Glue ETL Job

Next, we will import the job script into Glue via the AWS Console. To complete this activity, follow the below set of steps -

  • Edit the Glue job script nyc_raw_to_transform.py (previously downloaded) to set the bucket name to airflow-yourname-bucket in the data sink (last) step.

    If you haven’t downloaded the scripts previously, you can downloaded the package from here

  • Copy the modified job script to S3 path s3://airflow-yourname-bucket/scripts/glue/. You will need to create the glue folder under scripts if it wasn’t performed during setup.

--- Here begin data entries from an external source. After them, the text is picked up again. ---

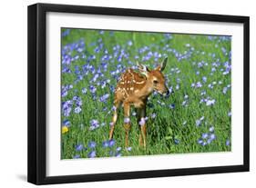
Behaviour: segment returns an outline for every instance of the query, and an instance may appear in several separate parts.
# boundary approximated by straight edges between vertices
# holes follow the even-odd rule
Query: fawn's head
[[[147,66],[138,64],[138,71],[147,78],[147,84],[148,87],[160,94],[169,94],[169,89],[166,86],[166,81],[163,70],[166,67],[168,58],[166,57],[163,62],[154,70],[149,70]]]

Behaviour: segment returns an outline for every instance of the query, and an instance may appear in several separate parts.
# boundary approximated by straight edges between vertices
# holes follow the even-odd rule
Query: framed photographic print
[[[249,171],[249,17],[28,6],[28,182]]]

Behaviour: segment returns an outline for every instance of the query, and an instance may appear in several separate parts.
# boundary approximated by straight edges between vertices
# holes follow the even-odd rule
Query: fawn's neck
[[[151,84],[146,80],[143,87],[138,91],[138,96],[139,98],[148,98],[153,93],[153,87]]]

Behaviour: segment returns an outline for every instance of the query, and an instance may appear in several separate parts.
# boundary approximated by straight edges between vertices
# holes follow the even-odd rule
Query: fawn
[[[128,69],[120,76],[115,90],[114,116],[109,132],[109,140],[113,138],[116,122],[118,120],[118,109],[120,104],[124,106],[124,127],[126,131],[125,145],[128,145],[128,134],[130,130],[129,113],[133,105],[137,109],[138,123],[140,124],[139,144],[146,147],[146,107],[148,97],[156,91],[160,94],[169,94],[169,89],[165,84],[162,71],[165,69],[168,58],[154,70],[137,63],[138,73],[133,69]]]

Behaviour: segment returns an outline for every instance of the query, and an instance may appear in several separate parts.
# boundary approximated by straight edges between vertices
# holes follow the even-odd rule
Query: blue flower
[[[214,132],[214,127],[213,127],[213,126],[210,126],[210,127],[209,128],[209,131],[210,131],[210,132]]]
[[[177,138],[175,138],[175,139],[174,139],[174,143],[175,143],[175,144],[179,144],[179,140],[177,139]]]
[[[156,116],[157,116],[157,114],[156,114],[156,113],[153,113],[153,114],[151,114],[151,118],[152,118],[152,119],[155,119]]]
[[[121,147],[117,147],[117,152],[120,152],[122,150]]]
[[[62,122],[62,124],[68,127],[68,126],[70,126],[70,121],[66,119]]]
[[[73,159],[79,159],[80,158],[80,154],[76,154],[73,156]]]
[[[110,95],[110,94],[108,94],[102,95],[102,96],[99,98],[99,101],[105,103],[105,102],[107,101],[107,99],[109,97],[109,95]]]
[[[79,114],[82,111],[82,109],[80,108],[80,106],[77,106],[75,108],[75,113],[76,114]]]
[[[80,152],[83,149],[84,149],[83,144],[80,143],[80,144],[76,145],[76,151]]]
[[[215,99],[212,100],[207,100],[206,102],[206,105],[213,105],[215,104]]]
[[[210,137],[210,140],[216,139],[216,135],[214,134],[210,134],[209,137]]]
[[[128,117],[126,117],[125,120],[124,120],[124,123],[125,123],[125,124],[128,124],[129,122],[130,122],[130,121],[129,121],[129,118],[128,118]]]
[[[97,145],[96,142],[91,141],[91,142],[88,143],[88,147],[89,148],[95,148],[96,145]]]
[[[174,109],[174,108],[175,108],[175,104],[170,104],[169,105],[169,107],[170,109]]]
[[[106,148],[109,146],[109,142],[108,141],[103,141],[102,142],[102,147]]]
[[[96,155],[96,151],[92,151],[92,152],[90,152],[88,154],[87,154],[87,157],[88,158],[94,158],[94,157],[96,157],[97,155]]]
[[[109,146],[109,147],[114,146],[114,145],[115,145],[115,143],[116,143],[116,142],[115,142],[115,140],[113,140],[113,139],[110,140],[110,141],[108,141],[108,146]]]
[[[128,45],[129,46],[131,46],[131,45],[132,45],[132,41],[128,41]]]
[[[116,153],[116,157],[120,157],[120,156],[122,156],[122,153]]]
[[[140,121],[138,122],[138,124],[140,126],[144,125],[146,124],[146,119],[144,117],[141,117]]]
[[[131,147],[127,147],[126,149],[127,149],[127,151],[128,151],[128,152],[131,151]]]
[[[226,145],[227,146],[230,145],[230,140],[226,140]]]
[[[206,139],[207,137],[208,137],[208,134],[207,133],[201,134],[201,138],[202,139]]]
[[[82,94],[87,94],[87,88],[83,88],[83,89],[82,89]]]

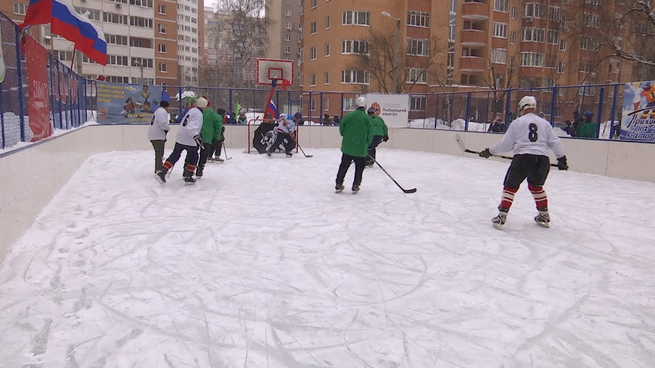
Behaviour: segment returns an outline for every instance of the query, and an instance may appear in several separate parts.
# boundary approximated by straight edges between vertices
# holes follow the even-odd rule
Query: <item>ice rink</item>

  • Login to the AWS Glue Console

  • Add Job by providing the following details

    • Name - nyc_raw_to_transform
    • IAM Role - AWSGlueServiceRoleDefault
    • Select - An existing script that you provide
    • S3 path where the script is stored - s3://airflow-yourname-bucket/scripts/glue/nyc_raw_to_transform.py
    • Temporary directory - s3://airflow-yourname-bucket/glue-temp
    • Next, Save Job and Edit Script
    • Make sure that the datasink4 step is pointing to the right target bucket
    • Click on Save
    • Close the editor by clicking on the X mark

Using the custom Glue operator and hook, the DAG task can be written as shown below to invoke an existing Glue job.

glue_task = AWSGlueJobOperator(  
    task_id="glue_task",  
    job_name='nyc_raw_to_transform',  
    iam_role_name='AWSGlueServiceRoleDefault',  
    dag=dag) 

The above task is going to run the Glue Job and wait for completion to trigger the next step in the data pipeline.